Dertler içinde boğuşur da insan , derdi verip dermansız bırakmayan Allah'a bir adım atmaz.

Bazen yaptığı günahlardan utandığından varamaz Rabbinin huzuruna , bazen de aklının ucuna bile gelmediğinden.

Ama türlü çeşit şeylerle imtihan edilip , düştüğü boşlukta tutunacak bir dal arayıp Allah'a tutunanlar da vardı.Geçte olsa.

Bunlardan ilki Yekta'ydı. Daha gözlerini açmadan annesiz kalmış, yetmezmiş gibi bir gün olsun babasının sevgisini hissedememişti. Geçen her gün onu ayrı bir dehlize sürüklemiş ve en sonunda Ezra sayesinde Allah'tan başka tutunacak dalı olmadığını, onu yoktan var eden Allah'ın ona yol göstereceğini anlamıştı.

Bunlardan bir diğeri ise Ceren'di. Daha annesine doyamadan küçücük yaşında annesiz kalkmış , bir de süt kokan kardeşine annelik yapayım derken babası ile  ikisinin arasında yalpalayıp durmuştu içinde ki manevi boşluğu hep hiç ederek.

Ama geçte olsa o boşluğu amcası ve Zeliha yengesi sayesinde nasıl dolduracağının farkına varmış , o yolda ilermek için ilk adımı atmış ve kapanmıştı.

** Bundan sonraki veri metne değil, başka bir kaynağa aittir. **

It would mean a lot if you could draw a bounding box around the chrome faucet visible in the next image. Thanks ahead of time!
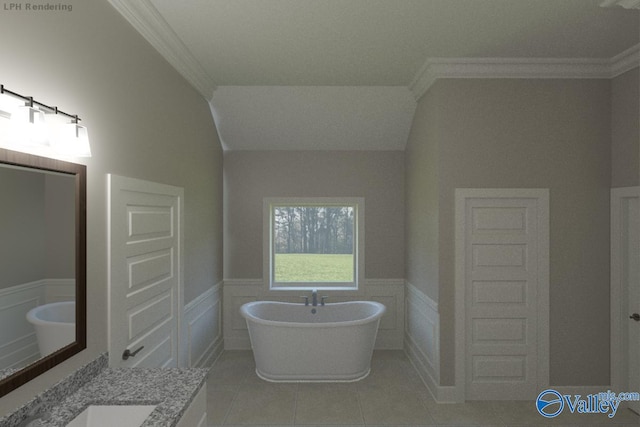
[18,403,51,427]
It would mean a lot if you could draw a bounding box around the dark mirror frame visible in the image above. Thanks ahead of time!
[0,148,87,397]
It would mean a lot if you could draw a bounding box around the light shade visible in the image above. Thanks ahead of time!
[8,105,49,148]
[51,123,91,157]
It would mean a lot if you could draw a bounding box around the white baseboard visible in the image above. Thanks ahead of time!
[404,282,456,403]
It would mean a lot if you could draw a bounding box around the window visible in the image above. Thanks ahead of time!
[265,198,364,289]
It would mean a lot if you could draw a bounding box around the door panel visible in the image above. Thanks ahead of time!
[456,189,548,400]
[109,175,183,367]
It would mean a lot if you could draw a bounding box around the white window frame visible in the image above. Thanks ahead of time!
[262,197,364,291]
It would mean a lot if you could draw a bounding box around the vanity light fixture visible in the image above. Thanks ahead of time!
[0,85,91,157]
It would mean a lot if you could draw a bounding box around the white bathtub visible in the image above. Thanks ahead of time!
[27,301,76,357]
[240,301,386,382]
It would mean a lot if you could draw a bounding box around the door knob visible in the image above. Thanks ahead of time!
[122,346,144,360]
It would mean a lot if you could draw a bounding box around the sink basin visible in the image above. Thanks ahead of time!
[67,405,156,427]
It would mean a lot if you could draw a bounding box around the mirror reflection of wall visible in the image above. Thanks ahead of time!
[0,167,75,378]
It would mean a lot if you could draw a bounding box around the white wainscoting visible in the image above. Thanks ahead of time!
[223,279,404,350]
[0,279,75,369]
[184,282,224,368]
[405,282,455,402]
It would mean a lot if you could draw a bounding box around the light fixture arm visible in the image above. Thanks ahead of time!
[0,84,81,123]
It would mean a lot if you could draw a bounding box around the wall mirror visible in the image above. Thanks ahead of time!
[0,149,87,396]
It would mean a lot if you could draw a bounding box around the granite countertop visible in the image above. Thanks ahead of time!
[41,368,208,427]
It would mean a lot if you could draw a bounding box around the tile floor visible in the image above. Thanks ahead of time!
[207,351,640,427]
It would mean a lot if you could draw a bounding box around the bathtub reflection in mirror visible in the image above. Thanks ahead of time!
[0,149,86,396]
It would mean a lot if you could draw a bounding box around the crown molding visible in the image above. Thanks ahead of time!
[109,0,216,101]
[600,0,640,9]
[610,42,640,78]
[409,44,640,101]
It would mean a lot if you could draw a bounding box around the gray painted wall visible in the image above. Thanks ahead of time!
[0,1,222,415]
[407,80,611,385]
[224,151,404,279]
[0,168,46,289]
[611,68,640,187]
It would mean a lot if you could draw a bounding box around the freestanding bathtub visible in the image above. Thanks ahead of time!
[240,301,386,382]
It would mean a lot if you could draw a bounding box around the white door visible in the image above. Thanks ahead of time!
[611,187,640,413]
[108,175,183,367]
[625,197,640,414]
[456,189,549,400]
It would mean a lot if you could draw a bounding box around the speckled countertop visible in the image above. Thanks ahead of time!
[41,368,207,427]
[0,354,208,427]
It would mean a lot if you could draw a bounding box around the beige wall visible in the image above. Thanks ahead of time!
[611,68,640,187]
[405,92,440,301]
[407,80,611,385]
[0,1,222,415]
[224,151,404,279]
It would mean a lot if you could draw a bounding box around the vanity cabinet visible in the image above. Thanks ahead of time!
[177,383,207,427]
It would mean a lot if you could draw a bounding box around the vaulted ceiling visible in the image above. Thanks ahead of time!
[109,0,640,150]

Günlerdir düşünmüş , git geller yaşamış ve en sonunda tamda bugün kapanmaya karar vermişti. Eşinin onu böyle kabul etmeyeceğinden deli gibi korksa da her şeye rağmen girdiği bu yoldan vazgeçmezdi, vazgeçemezdi. İnatçılık onların genlerinde vardı.

Yekta ablasının bu haline bir an şaşırıp kalsa da ablasının yanına gitti ve ufak tefek bedenine sıkıca sarıldı.

"Yakışmaz mı ablam. Melek gibi olmuşsun..."

Ceren ise bu anın verdiği mutlulukla göz yaşlarını dökerek , kucağında büyüttüğü ama şimdi kocaman adam olan kardeşine sarıldı sıkıca.

Bu iki abla kardeşi uzaktan izleyen Ezra'da dayanamayıp mutluluktan bir kaç damla döktü.

Göz yaşlarını silerek artık ablası olan Ceren hanımın yanına gitti ve Yekta gibi sıkıca sarılarak yanaklarına öpücükler kondurdu.

"Rabbim layığıyla taşımayı nasip etsin abla. Çok yakışmış. "

Diyerek çekildi ve mutlu gülümsemeler eşliğinde hep beraber arka bahçeye geçtiler yavaşça.

Cereni gören yüzler de anında bir tebessüm doğarken herkes yavaşça ayağa kalkarak Ceren'in yanı başına geldiler. Hepsi teker teker tebrik edip, mutluluklarını bildirdiler.

Ama küçük Naz  sanki annesini tanıyamamış gibi yanına yaklaşmıyordu. Bunu fark eden Ceren yavaşça kızının yanına giderek onunla aynı boya geldi. Kızının ellerini tutarak gözlerinin içine baktı.

"Kuzum..."

Naz annesinde ki bu büyük değişimi kocaman olmuş gözlerle izliyordu. Yüzünün her zerresini inceledi bir süre. Daha sonra minik ellerini annesinin yüzüne koyup o olup olmadığını test etti.

"Annecim..."

Ceren hanım kızını kucağına alarak ayağa kalktı ve gülümseyerek yanağına kocaman bir öpücük kondurdu.

"Anne hala sensin. Bundan sonra sen de mi böyle olacaksın? Zeliha teyzoş gibi..."

Diyerek kıkırdadı Naz.Ceren hanım ve tüm aile Naz'ın söylediği ile kahkahalarla güldü. Ceren,

"Evet canım Zeliha teyzoş gibi..."

Dediğinde Zeliha hanım, Melek hanım ile ayağa kalktı yavaşça.